The old man’s house had many boxes. Some held dried fish. Some held furs and blankets. The ones in the back - the nested ones - held the light. The child crawled toward those boxes and screamed until the house shook.

The old man resisted for a time. The daughter tried to calm the child. Nothing worked. The screaming went on for days. Finally the old man opened the outermost box and took out the next box and opened that one too, working his way inward until he reached a small box that glowed faintly at the seams. He opened it and took out a bright ball - the stars, bundled together - and gave it to the child to play with.

The child stopped crying. He rolled the ball of stars around on the floor. He threw it. He chased it. Then, when no one was watching closely, he threw it up through the smoke hole.

The stars scattered across the sky and stuck there.

The Moon on the Floor

The old man was furious but the child screamed again, harder, and would not stop. The old man opened the next set of boxes. Inside was the moon - cold and white and round. He gave it to the child.

The child played with the moon the same way. He rolled it across the packed-earth floor of the house. He held it up and looked at it. The old man watched him nervously. The daughter watched too. The child seemed content.

Then he threw the moon through the smoke hole.

It rose and kept rising and settled into the sky above the mountains. Now the world had starlight and moonlight both. The people along the coast could see the water again. They could see each other’s faces in pale silver.

But Raven was not finished.

The Sun in the Last Box

There was one more set of boxes. The innermost. The old man knew what the child wanted. He refused. He sealed the boxes with cord and pushed them deeper into the back of the house. The child screamed. The screaming was terrible - it filled the house and rang off the cedar walls and the daughter begged her father to give in.

The old man held out longer this time. Days. The child would not eat. Would not sleep. Would not stop screaming.

At last the old man opened the final box.

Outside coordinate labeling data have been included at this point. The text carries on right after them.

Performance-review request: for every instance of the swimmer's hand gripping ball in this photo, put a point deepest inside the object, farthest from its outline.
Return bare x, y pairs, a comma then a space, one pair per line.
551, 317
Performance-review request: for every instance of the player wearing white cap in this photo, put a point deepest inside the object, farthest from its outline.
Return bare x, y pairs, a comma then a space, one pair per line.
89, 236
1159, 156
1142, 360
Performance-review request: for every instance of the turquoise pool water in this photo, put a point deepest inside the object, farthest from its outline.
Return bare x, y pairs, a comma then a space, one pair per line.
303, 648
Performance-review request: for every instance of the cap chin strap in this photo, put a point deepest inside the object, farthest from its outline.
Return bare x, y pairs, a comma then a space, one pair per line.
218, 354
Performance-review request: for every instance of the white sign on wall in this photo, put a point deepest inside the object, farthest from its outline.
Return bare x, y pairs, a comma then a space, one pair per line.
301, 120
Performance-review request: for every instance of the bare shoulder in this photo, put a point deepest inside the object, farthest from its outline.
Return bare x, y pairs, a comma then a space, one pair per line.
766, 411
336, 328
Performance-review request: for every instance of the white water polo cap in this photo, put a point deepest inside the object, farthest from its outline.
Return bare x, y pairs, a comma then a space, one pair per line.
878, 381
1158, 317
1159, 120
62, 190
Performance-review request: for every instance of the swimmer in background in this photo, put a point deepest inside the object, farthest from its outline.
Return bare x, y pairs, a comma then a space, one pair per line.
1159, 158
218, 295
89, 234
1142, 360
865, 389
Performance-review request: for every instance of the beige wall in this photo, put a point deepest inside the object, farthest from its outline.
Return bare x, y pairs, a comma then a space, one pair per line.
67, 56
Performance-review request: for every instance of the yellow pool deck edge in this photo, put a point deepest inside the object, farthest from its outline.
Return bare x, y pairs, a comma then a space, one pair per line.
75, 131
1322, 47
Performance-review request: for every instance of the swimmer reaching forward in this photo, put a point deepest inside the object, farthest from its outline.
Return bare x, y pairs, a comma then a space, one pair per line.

The light inside was so bright it hurt. The sun. It filled the whole house with gold and heat, and the old man squinted and reached in and handed the ball of light to his grandson.

Raven dropped the child’s body like a coat. He was Raven again - wings, beak, black eyes - and he seized the sun in his claws and flew straight up toward the smoke hole. The old man shouted. The daughter grabbed at the bird’s tail feathers. Raven was already through.

The smoke hole was narrow and the fire was burning beneath it. The smoke and soot blackened Raven’s feathers as he pushed through. They had been white before - some say grey, some say white as a gull - but the smoke turned them black, and they stayed black. He burst out into the open air carrying the sun.

Raven in the Open Sky

He flew high. The world opened below him - rivers, mountains, the ocean, the islands of the coast, the cedar forests, the villages of the people. All of it had been there in the dark but now it was visible, every detail, every color. Raven could see fish in the water. He could see berries on the bushes. He was already thinking about eating.

He threw the sun into the sky. It hung there and it has not come down.

The old man stood in the doorway of his house on the Nass River, shielding his eyes. His daughter stood behind him. The boxes were empty. The house was full of light for the first time, ordinary daylight coming in through the door and the smoke hole, and there was nothing left to hoard.

Raven flew along the coast. His feathers were black. His stomach was empty. He was looking for something to eat. He landed on a beach where the tide was going out and the rocks were covered with mussels and he began cracking them open with his beak, one after another, in the new light of the world he had made.